“I fan dei Green Day sono pezzi di merda” è il titolo del post-provocazione che tutti quelli che hanno letto non hanno praticamente capito.

Il 4 luglio il nubifragio che ha colpito Mestre e di conseguenza il Parco San Giuliano dove si è tenuto l’Heineken Jammin’ Festival 2010, non ha permesso ai Green Day di esibirsi, e dopo tanta attesa i fan son dovuti scappare via per non prendersi qualche malanno sotto una pioggia più che insistente e un vento poco rassicurante.

Bisogna considerare che il Festival è da molti visto ormai come maledetto, dopo la triste vicenda del 2007: Festival annullato a causa di una tromba d’aria.

Il punto della situazione è però un altro: nessuno ha capito la critica di messere Lobotomia, espressosi sì in maniera poco delicata ma sufficientemente chiara.

In molti se la sono presa per la sua affermazione #1: “5 fan su dieci erano accompagnati dai genitori”

Era la piccola scoperta dell’autore ed anche mia se vogliamo, che sono arrivata all’Heineken Jammin’ Festival con l’idea di ritrovarmi tra gente ubriaca, fatta e delirante, ma comunque dai venti in su, o al massimo diciotto anni. Ed invece con mia grande sorpresa mi sono ritrovata intorno tantissimi ragazzini accompagnati dai genitori, un gesto da ammirare, soprattutto se a quei genitori non piace il genere musicale che ascoltano i figli, per cui c’è ben poco da prendersela se la cosa è saltata un pò all’occhio di tutti quelli che erano lì per i Green Day e avevano qualcosa in più di quindici anni.

Affermazione #2: I fan dei Green Day quando ascoltano le canzoni dicono di volere cambiare il mondo, quando devono alzare un dito per aiutare a tenere una tenda ferma si defilano e fanno gli indifferenti.

Considerata la media d’età, non si può che giungere alla conclusione che questi giovani quindicenni non si applichino per nulla e preferiscano ammirare l’ignoto aspettando che la pioggia passi, pregando il dio del punk che il gruppo possa finalmente suonare. Sì perchè purtroppo in molti non hanno realizzato immediatamente che il concerto fosse stato annullato, forse li avevano fatti andare via solamente per fare prendere aria alla zona sotto il palco. Forse era davvero la nuvola di passaggio nella quale avevamo inizialmente sperato tutti, fattosta che quando è stato il momento di reggere le tende dello stand Vodafone dentro il quale ci siamo rifugiati, l’unica cosa per cui gli intraprendenti fan dei Green Day, arrivati da tutta Italia, si sono mobilitati, è stata una maglietta della Vodafone per il ricambio, onde evitare una bella broncopolmonite.

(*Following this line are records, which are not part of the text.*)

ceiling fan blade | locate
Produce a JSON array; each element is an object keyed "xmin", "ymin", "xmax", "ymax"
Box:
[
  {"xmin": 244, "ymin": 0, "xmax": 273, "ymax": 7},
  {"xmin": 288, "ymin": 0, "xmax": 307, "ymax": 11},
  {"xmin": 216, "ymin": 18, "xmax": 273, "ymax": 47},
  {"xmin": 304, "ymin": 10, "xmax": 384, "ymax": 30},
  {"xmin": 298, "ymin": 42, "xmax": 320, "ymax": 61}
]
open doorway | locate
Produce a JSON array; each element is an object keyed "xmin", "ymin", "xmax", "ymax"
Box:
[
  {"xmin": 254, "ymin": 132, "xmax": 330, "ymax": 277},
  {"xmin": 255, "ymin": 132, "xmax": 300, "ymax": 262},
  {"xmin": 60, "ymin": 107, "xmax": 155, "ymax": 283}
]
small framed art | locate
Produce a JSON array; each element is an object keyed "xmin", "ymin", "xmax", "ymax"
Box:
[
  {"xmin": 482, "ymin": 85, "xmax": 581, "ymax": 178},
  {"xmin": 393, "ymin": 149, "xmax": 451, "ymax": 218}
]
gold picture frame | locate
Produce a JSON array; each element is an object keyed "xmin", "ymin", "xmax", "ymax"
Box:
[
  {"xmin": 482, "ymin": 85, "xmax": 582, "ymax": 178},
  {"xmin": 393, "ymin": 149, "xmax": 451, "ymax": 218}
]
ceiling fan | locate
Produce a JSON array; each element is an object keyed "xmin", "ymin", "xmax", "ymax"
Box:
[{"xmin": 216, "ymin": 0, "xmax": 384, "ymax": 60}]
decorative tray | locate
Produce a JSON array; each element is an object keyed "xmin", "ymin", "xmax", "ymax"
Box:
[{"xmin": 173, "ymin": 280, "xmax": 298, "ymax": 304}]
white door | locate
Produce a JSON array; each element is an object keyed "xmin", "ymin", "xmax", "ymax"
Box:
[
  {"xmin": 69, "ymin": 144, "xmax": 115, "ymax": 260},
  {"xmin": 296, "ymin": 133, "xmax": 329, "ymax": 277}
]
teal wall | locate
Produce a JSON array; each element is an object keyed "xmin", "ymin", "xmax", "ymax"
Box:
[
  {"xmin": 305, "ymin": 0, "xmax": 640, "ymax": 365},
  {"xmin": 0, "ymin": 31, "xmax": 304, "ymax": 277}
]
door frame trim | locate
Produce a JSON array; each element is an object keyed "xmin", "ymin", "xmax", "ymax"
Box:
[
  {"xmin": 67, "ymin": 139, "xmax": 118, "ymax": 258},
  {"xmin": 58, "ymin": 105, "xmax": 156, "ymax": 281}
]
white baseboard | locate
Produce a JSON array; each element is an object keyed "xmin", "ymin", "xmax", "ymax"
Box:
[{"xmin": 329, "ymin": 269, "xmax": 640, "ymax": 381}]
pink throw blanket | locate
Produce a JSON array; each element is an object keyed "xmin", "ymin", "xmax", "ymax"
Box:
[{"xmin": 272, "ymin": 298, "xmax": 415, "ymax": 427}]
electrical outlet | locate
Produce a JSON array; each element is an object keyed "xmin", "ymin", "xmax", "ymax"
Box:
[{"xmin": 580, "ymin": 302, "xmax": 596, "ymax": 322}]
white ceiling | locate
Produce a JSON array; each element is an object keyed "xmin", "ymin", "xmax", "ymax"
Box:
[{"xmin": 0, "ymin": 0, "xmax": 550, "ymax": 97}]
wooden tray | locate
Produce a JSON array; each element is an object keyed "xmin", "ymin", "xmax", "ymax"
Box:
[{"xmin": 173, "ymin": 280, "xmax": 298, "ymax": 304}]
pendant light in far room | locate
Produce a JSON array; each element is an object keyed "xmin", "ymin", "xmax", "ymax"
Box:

L’attacco va principalmente ai fan dei Green Day perchè loro erano la maggioranza della giornata, perchè la media d’età dei fan dei Green Day è quindici anni, perchè a quindici anni si vuole cambiare il mondo con il pensiero, perchè i quindicenni di oggi il mondo lo cambiano dai Facebook, soprattutto i quindicenni fan dei Green Day che hanno commentato il post di Lobotomia non hanno ben afferrato un concetto piuttosto elementare: le condizioni metereologiche non dipendono dalle persone che vivono a Mestre o che organizzano eventi a Mestre.

L’organizzazione dell’Heineken Jammin’ Festival va accusata poichè va sempre tenuta in considerazione la possibilità di un imprevisto e soprattutto bisogna attrezzarsi in tempo per far si che circa quarantamila persone non si disperdano per il parco sotto la pioggia e la grandine, e vadano a rifugiarsi sotto ai tavoli in mezzo al fango.

Ma non si possono incolpare gli organizzatori dell’evento per il mal tempo, a meno che non si venga a scoprire che si tratta di sciamani portati direttamente dal cuore dell’Africa o dei migliori stregoni sudamericani pronti a danzare per invocare il più feroce dei nubifragi. A che pro, poi?

E soprattutto, un tempo non si spiegavano anche a scuola, magari vagamente, le dinamiche del meteo? O dobbiamo laurearci tutti quanti per capire com’è che funziona?

Lobotomia secondo molti è  testa di cazzo e forse non si sbagliano poi più di tanto, ma in questo caso conviene loro rileggere meglio il post e tentare, anche se a fatica, di rimettere in moto i neuroni che la natura ha concesso loro per capire che gli organizzatori non hanno attivato un nubifragio per divertirsi e vedere la gente correre qua e là, semplicemente si sono preparati male a questa eventualità.

Che i Green Day vi proteggano sempre, anche se non sono punk come pensate voi.